2.4.98
I called Dave on his new hand phone and got him to stop for chocolate on the way home.

I just heard on the news that they did execute that woman. Makes me sick.
I hate coming home from being out all day and feeling like I don’t want to do anything. Nothing interests me but napping. I don’t even want to read journals. That’s why I try really hard not to make plans with people all the time. It is so easy to go shopping or to lunch every day. Some people even think that’s what women without paid jobs should be doing, but if I did that I wouldn’t do anything I want to do for me.

I had fun today, it’s not like that’s a problem. Catherine is leaving soon and it was nice to eat lunch (new soojaebee place) with her and two other nice women. We shopped in Insa-dong for a little longer than I wanted. I bought two ceramic penises on key chains. One for me, obviously, and one for some lucky phallus-loving individual. They had wooden penises at this particular shop too, carved and hanging from a rope that you wear around your neck. One of them was large enough to be useful, but Catherine bought a smaller one that was more abstract. We had tea in the old tea house with all the birds flying around. That was nice. I saw a modern silk hanbok I wanted for 750,000w, which is $500. That’s double what the cost was, in won, when I priced in October. I think they think we have a lot of money because we are foreigners. I think I should go back and say I’m paid in won and that the depression - no, the IMF - has been really hard on me. Probably, the cost would be half. Nevermind that we really are paid in dollars.

Speaking of dollars: I discovered that Dave’s paycheck was short $375 this time. (!!!) This is serious. So he emailed the people with control back in the States and they replied today that they have deducted back pay for an "adjustment" in our cost of living that should’ve been made months ago but is only being handled now. Why does this just piss me off more than anything?! I don’t think they should be allowed to dick with our pay like that and in such large amounts in one pay period. And they are so callous about it. I understand violence, the need for retribution. If I wasn’t me I'd show up at that home office in Pennsylvania and roll some heads. I loathe that company-that-shall-remain-nameless-for-my-own-protection.

I’m pissed and I don’t feel like doing anything right now but napping. Can’t nap because it’s 5:30 in the afternoon. Whoa - one half hour beyond the time that woman in Texas was scheduled to die.
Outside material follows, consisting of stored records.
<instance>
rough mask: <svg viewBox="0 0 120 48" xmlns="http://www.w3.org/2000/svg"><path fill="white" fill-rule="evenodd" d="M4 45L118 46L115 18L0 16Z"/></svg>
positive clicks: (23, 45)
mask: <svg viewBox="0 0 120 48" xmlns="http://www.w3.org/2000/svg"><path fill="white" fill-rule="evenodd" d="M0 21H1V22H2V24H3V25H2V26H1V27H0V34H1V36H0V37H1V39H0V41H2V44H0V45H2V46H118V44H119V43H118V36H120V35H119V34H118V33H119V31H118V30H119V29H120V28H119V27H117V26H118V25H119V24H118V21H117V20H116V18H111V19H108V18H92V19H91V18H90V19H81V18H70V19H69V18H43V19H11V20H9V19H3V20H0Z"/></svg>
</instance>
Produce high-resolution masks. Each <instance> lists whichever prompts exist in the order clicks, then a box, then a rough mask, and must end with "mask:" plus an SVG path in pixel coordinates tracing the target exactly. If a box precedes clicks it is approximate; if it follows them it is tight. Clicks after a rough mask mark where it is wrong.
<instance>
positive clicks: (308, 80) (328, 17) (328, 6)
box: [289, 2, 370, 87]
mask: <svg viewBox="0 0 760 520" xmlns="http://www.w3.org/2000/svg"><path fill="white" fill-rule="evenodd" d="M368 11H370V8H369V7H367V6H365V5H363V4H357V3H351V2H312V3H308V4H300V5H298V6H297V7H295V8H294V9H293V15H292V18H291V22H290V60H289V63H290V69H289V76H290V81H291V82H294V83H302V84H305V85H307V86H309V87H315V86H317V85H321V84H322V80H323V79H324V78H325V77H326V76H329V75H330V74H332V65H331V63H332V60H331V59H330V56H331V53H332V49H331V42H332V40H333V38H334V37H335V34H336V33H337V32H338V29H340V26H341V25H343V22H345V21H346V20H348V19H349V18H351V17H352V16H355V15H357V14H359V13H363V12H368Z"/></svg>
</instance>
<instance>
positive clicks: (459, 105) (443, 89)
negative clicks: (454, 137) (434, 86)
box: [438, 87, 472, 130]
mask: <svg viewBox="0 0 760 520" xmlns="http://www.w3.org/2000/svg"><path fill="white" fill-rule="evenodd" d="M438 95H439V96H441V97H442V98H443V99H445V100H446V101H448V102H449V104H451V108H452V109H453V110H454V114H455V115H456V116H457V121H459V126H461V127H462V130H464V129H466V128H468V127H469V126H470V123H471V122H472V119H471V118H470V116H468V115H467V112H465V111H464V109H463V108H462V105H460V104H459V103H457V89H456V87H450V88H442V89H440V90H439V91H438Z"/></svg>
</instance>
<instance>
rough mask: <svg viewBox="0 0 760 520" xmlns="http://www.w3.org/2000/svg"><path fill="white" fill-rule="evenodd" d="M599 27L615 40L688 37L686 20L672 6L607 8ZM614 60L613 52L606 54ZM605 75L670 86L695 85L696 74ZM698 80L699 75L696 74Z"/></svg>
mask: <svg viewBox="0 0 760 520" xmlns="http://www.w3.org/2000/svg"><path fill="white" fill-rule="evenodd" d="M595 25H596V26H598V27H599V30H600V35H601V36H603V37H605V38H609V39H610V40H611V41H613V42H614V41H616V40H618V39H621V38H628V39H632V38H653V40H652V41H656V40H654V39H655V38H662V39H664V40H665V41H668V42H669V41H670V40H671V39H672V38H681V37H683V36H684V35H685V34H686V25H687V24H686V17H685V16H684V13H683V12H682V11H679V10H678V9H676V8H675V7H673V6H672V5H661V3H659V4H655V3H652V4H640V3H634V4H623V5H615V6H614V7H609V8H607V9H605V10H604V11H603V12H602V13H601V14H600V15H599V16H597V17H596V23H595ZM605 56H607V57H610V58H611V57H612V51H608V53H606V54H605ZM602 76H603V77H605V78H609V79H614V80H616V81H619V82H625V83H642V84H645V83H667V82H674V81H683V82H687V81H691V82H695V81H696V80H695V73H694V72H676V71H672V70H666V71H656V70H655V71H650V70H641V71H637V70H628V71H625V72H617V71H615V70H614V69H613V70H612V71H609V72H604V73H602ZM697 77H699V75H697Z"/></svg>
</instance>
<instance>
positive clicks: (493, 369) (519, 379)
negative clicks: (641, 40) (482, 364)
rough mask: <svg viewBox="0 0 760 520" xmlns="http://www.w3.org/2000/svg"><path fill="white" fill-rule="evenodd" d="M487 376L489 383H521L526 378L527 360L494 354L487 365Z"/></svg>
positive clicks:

I was going to try and write a letter to that stupid-ass governor of theirs, Bush. I hate capital punishment. Like I said, I understand the desire to be violent, to harm others. I repress it. Retribution is also something that should be suppressed.

Later I kind of regretted what I wrote yesterday. I imagined some lone Korean visitor who only saw that page and thought I had tons of hate for Korea and Koreans. I thought I might rave a bit about some of the stuff that’s going on in the US that’s just jerkin’ my chain these days, but I’m not in the mood. Besides, I thought that even if I did so, any person who read yesterday’s thing and concluded I was being an American Imperialist would do so regardless. No biggy.

The dryer guy was here this morning trying to repair the decrepit thing. He came in with lint balls clinging to his head to say that the he couldn’t figure it out and that some other, more skilled, repair guys would have to come tomorrow. Sigh. I had a feeling this would happen. I figure no one has much experience with this contraption because it’s one of the first locally made dryers on the market. Probably, they haven’t dealt with many.

I could really use some more chocolate, but it’s too cold to go back out.